El gran tamaño de los cuerpos quiere descubrirnos que ellos existen a pesar de ser unos seres que nunca se visibilizan en el ámbito de los medios occidentales.
Para la artista americana MAE PENDERGAST su representación es la culminación de unas referencias plásticas históricas que necesitaban una reformulación al hilo de unos valores culturales ignorados y marginados.
El armazón de esa figuras africanas desprende detrás de esos ojos cerrados una manera auténtica de entender y visualizar agravios y abandonos, sufrimientos y fatalismos, sentimientos y desesperanzas.
Cuando ya todo aparece acabado, avanzan sin embargo nuevas formas, lo cual significa precisamente que estás vivo. Si no viniesen, entonces sí que se acabaría todo, pero de un modo definitivo.
La vida del austríaco GERSTL fue una angustia permanente, inconsolable, carente de equilibrio, una travesía desesperada antes del descenso final al abismo.
Las obras que se han salvado después del incendio revelan la clarividencia y lucidez de un precursor, que supo ahondar en lo más íntimo de ser
Los problemas que afronta la creación son técnicos y formales y como tales abarcan cuestiones directamente vinculadas con el modo de formulación y el significado.
Así es como el italiano LA FAUCI deconstruyó los rostros de mujeres, los plastificó, los emborronó hasta que dada la consistencia de la masa cromática endulzada se hicieron lujuria caprichosa.
¿Intenta así el artista vulgarizar esos retratos de papel cuché que falsifican una belleza de quita y pon, sustituyéndoles el semblante por una máscara cruelmente o irrisoriamente maquillada?
La confirmada convicción de que, con mi novela, me encuentro en las vergonzosas depresiones que tiene el arte de escribir.
El sueco HELIN es un artista que reflexiona plásticamente segmentando la superficie, imprimiéndole una variedad cromática que sintoniza una completa fusión visual.
Sus obras nos hacen penetrar en una jungla gauginiana en que la síntesis encierra estímulos, señales, emociones, pensamientos que evocan.

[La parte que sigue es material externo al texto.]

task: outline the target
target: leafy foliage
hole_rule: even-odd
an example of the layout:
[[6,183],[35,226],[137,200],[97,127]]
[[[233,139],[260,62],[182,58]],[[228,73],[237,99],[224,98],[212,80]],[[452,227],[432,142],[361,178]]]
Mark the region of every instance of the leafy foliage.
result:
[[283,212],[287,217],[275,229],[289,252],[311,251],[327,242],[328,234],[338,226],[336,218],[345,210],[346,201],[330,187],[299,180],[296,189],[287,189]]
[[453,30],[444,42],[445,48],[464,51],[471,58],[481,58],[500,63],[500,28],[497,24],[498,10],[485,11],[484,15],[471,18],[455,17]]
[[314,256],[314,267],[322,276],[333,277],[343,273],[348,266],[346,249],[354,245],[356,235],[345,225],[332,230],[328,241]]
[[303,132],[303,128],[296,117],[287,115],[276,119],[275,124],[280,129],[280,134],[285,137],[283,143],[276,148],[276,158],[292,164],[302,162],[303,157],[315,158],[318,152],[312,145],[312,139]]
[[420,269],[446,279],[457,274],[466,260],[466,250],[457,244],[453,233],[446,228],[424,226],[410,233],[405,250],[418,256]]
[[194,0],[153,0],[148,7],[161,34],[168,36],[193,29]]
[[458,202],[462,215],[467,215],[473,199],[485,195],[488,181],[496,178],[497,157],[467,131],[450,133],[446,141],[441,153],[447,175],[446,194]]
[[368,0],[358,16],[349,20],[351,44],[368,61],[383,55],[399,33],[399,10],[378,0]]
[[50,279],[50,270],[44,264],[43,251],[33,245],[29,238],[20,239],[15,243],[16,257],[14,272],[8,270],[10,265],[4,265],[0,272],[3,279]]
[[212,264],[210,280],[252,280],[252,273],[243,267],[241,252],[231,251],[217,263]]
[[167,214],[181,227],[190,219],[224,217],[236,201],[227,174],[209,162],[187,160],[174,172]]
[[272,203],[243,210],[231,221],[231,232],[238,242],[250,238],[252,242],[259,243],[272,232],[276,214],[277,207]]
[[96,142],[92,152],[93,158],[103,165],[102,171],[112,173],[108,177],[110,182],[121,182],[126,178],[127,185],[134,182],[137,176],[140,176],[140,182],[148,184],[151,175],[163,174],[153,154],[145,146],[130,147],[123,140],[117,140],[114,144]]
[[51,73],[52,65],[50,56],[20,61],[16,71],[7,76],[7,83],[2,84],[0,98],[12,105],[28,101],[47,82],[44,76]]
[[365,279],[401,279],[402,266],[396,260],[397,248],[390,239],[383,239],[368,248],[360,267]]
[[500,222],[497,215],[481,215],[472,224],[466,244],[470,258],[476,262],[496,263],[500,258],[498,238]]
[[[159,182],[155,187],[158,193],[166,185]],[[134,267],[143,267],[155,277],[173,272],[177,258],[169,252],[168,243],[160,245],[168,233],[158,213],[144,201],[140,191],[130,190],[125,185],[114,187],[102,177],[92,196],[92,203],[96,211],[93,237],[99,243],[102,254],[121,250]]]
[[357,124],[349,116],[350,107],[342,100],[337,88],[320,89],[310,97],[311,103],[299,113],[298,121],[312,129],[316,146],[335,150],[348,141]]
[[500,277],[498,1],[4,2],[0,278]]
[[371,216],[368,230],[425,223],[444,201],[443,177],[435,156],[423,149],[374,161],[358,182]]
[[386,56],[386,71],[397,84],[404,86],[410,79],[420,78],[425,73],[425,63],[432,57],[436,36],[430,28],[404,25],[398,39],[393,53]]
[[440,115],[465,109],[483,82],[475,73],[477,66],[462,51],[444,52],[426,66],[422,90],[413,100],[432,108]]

La profundidad pictórica es la que nos induce a abismarnos en un reconocimiento que no se entendería ni se percibiría sin esas sombras transidas, renuentes.
Nadie duda que el artista debe representar la idea de su arte personalmente, absorbiéndolo y viviéndolo él mismo como si fuese su última voluntad.
Así es como dibuja la inglesa LAMBERT, como si gracias a su obra algo de esa eternidad del arte y de su historia fuese un final que estuviese siempre al principio.
La negrura de sus líneas es un anhelo salvaje de poner ante nuestros ojos una carne agotada y un espíritu que se resigna a acompañarla, a pesar de que las raíces plásticas siguen vivas al paso de los siglos.
La necesidad metafísica no es más que necesidad de muerte.